When we got home, I looked up “flotsam and jetsam” in the dictionary.

“Apparently,” I told Jean, “they are maritime terms describing two types of marine debris.”

I read further. “Flotsam is defined as debris in the water that was not deliberate­ly thrown overboard, often as a result of a shipwreck or accident. Jetsam describes debris that was deliberate­ly thrown overboard by a crew of a ship in distress, most often to lighten the ship’s load.

“The word ‘flotsam’ derives from the French word floter, to float. Jetsam is a shortened word for jettison.”

“And therein lies today’s Easter lesson.” Jean smiled. “Maureen, in our quest to avoid shipwreck on the rocks of old age, we have possibly been jettisonin­g rather too much of family life.
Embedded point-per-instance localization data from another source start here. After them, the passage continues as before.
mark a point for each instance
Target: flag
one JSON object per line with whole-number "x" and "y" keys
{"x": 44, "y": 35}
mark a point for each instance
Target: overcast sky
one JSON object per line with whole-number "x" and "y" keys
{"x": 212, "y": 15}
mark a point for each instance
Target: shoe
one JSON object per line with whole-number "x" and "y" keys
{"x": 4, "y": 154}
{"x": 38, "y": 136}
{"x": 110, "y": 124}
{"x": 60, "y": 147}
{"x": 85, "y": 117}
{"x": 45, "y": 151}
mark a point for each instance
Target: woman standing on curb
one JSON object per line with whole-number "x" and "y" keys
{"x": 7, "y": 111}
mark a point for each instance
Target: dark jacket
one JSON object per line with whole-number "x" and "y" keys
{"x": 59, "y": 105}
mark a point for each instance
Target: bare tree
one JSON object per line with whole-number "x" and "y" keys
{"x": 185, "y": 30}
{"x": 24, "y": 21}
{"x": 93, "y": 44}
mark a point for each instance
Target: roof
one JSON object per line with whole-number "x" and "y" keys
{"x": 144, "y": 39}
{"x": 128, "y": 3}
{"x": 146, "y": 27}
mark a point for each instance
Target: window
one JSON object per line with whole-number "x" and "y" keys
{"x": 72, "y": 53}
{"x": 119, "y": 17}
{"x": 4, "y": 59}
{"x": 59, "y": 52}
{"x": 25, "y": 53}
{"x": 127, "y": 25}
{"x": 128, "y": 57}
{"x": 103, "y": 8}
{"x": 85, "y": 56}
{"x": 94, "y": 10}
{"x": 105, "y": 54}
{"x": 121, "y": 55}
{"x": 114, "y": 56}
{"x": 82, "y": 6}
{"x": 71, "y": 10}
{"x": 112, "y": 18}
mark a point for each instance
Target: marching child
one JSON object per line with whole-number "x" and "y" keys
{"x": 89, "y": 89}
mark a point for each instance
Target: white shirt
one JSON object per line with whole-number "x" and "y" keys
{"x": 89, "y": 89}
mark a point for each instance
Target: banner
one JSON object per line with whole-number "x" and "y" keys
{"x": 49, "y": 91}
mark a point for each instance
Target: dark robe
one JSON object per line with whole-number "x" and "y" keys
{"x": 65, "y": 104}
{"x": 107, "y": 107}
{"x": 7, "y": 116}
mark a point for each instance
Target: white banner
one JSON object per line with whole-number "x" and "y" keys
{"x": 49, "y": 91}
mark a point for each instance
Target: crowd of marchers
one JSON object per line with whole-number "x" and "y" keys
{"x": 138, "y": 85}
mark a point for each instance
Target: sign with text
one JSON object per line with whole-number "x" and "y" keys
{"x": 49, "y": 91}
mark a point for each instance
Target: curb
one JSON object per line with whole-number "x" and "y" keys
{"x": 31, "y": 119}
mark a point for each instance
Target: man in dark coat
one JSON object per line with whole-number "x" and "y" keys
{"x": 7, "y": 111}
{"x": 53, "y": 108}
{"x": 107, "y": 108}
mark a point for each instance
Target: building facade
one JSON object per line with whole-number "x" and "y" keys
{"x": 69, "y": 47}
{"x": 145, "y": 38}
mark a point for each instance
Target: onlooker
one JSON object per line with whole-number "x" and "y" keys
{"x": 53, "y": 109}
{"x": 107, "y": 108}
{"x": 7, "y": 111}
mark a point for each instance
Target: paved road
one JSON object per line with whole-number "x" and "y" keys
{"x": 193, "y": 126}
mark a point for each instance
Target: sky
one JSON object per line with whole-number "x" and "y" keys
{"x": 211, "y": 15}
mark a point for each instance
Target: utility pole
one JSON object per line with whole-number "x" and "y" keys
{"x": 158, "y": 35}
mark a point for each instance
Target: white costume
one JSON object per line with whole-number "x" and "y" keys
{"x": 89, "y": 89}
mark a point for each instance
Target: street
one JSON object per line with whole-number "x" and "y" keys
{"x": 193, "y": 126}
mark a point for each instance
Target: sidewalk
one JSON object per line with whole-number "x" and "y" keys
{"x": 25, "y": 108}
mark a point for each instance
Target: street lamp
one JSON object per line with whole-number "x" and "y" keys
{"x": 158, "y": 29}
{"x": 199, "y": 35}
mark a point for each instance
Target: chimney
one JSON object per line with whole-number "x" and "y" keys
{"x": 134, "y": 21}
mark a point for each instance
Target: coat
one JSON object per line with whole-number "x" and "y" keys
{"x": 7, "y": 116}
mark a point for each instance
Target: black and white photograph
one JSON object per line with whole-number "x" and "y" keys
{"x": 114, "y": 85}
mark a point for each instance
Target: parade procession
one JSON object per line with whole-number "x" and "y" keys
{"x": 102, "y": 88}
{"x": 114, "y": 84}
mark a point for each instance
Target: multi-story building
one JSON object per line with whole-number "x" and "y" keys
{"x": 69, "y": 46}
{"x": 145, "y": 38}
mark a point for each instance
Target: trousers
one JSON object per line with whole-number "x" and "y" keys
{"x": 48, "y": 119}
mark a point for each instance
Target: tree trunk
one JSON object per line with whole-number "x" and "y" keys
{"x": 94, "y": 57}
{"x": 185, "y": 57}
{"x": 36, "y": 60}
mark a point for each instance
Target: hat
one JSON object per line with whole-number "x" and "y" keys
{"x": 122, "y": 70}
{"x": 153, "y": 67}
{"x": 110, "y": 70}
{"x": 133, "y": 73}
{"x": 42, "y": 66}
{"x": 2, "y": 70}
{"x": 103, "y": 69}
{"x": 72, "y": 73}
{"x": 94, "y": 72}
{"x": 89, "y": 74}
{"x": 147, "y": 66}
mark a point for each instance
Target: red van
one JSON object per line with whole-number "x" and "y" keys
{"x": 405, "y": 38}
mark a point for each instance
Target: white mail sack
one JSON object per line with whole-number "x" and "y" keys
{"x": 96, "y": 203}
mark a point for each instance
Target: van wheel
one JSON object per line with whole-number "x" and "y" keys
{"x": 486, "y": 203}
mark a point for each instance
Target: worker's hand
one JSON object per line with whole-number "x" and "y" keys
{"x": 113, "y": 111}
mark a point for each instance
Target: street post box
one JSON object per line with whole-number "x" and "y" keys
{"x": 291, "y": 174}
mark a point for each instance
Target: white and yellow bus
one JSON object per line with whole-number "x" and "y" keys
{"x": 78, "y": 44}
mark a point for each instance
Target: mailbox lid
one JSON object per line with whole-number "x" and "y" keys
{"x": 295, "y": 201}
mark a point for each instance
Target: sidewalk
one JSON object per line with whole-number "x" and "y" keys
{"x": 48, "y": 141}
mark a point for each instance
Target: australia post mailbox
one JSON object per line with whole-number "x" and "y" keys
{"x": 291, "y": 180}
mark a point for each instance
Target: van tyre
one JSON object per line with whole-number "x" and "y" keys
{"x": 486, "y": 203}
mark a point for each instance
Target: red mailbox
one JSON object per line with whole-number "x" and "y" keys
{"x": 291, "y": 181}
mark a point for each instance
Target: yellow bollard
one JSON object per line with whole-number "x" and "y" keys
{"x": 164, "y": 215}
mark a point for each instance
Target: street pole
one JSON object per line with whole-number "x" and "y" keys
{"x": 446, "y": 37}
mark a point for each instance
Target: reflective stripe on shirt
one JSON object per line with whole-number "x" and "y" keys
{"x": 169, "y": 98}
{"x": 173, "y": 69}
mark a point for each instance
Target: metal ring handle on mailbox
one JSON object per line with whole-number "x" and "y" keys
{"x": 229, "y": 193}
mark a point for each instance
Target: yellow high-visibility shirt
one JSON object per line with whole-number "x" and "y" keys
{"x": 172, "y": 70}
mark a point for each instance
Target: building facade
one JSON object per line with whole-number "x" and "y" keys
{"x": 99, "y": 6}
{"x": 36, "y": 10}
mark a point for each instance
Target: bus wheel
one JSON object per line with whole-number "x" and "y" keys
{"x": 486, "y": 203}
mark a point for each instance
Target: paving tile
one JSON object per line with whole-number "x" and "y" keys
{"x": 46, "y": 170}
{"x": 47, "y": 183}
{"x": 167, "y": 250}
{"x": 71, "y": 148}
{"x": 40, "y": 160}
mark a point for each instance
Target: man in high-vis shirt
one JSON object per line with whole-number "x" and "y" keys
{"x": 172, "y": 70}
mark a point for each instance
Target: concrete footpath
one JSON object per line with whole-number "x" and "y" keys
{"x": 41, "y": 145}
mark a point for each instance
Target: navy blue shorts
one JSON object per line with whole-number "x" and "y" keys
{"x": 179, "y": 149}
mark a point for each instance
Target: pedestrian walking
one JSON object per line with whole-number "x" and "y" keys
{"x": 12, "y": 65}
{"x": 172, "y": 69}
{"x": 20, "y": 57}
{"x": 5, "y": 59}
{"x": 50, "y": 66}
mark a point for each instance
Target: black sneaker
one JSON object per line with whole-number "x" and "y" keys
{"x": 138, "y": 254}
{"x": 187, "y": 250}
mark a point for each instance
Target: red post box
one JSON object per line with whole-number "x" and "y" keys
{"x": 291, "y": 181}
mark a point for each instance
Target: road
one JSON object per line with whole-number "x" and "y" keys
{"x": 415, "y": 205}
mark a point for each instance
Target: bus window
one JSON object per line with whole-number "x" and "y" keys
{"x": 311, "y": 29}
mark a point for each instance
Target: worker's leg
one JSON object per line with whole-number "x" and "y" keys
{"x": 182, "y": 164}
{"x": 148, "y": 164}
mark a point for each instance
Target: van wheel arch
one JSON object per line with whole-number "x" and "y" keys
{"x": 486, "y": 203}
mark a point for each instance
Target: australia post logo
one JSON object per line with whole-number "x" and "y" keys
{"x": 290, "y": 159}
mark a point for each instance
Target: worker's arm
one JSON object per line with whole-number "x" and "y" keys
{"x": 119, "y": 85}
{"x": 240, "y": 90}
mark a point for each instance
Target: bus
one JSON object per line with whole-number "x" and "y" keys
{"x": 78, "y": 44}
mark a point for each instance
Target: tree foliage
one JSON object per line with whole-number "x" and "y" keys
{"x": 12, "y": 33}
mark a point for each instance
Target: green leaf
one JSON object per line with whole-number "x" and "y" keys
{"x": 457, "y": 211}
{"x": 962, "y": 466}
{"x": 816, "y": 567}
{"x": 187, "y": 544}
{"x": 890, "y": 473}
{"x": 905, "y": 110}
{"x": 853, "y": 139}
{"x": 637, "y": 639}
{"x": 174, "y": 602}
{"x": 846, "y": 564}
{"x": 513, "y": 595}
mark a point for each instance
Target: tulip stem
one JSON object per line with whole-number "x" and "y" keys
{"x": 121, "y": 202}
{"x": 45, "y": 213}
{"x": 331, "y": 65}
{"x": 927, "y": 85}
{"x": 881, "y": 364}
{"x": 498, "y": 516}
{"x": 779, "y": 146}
“Let’s take a couple of board games with us on our visiting rounds tomorrow. It’s not the law that I have to sit in the corner by the living flame gas fire – there’s absolutely nothing to stop me sitting on the floor with the kids and the Jenga.”

“I might not be able to manage the floor,” I admitted, “but I like the cut of your jib, to stick with the maritime theme.”

Later that evening, we rang our nieces and nephews to see if it would be all right to call round the next day, and they all said they and the children would be delighted to see us.

“Did yours sound like they meant it?” “Actually, yes,” I said. “Mine, too. Hopefully they don’t want to throw us overboard just yet, either,” Jean said.

It had been lovely, escaping for a day to ourselves, but we had plenty of days to ourselves, when you thought about it.

Maybe it was time to remember that we were part of something bigger than just the two of us.

Tomorrow we would celebrate with our families, because there was something special to be gained by bringing together the young and the youngat-heart.

“Happy Easter, Jean.” “Happy Easter, Maureen,” she replied. “Oh, one more thing came up in passing today that I think we should talk about some more.”

“You mean the first aid?” “No, Maureen.” Jean rolled her eyes. “I mean the cruise.”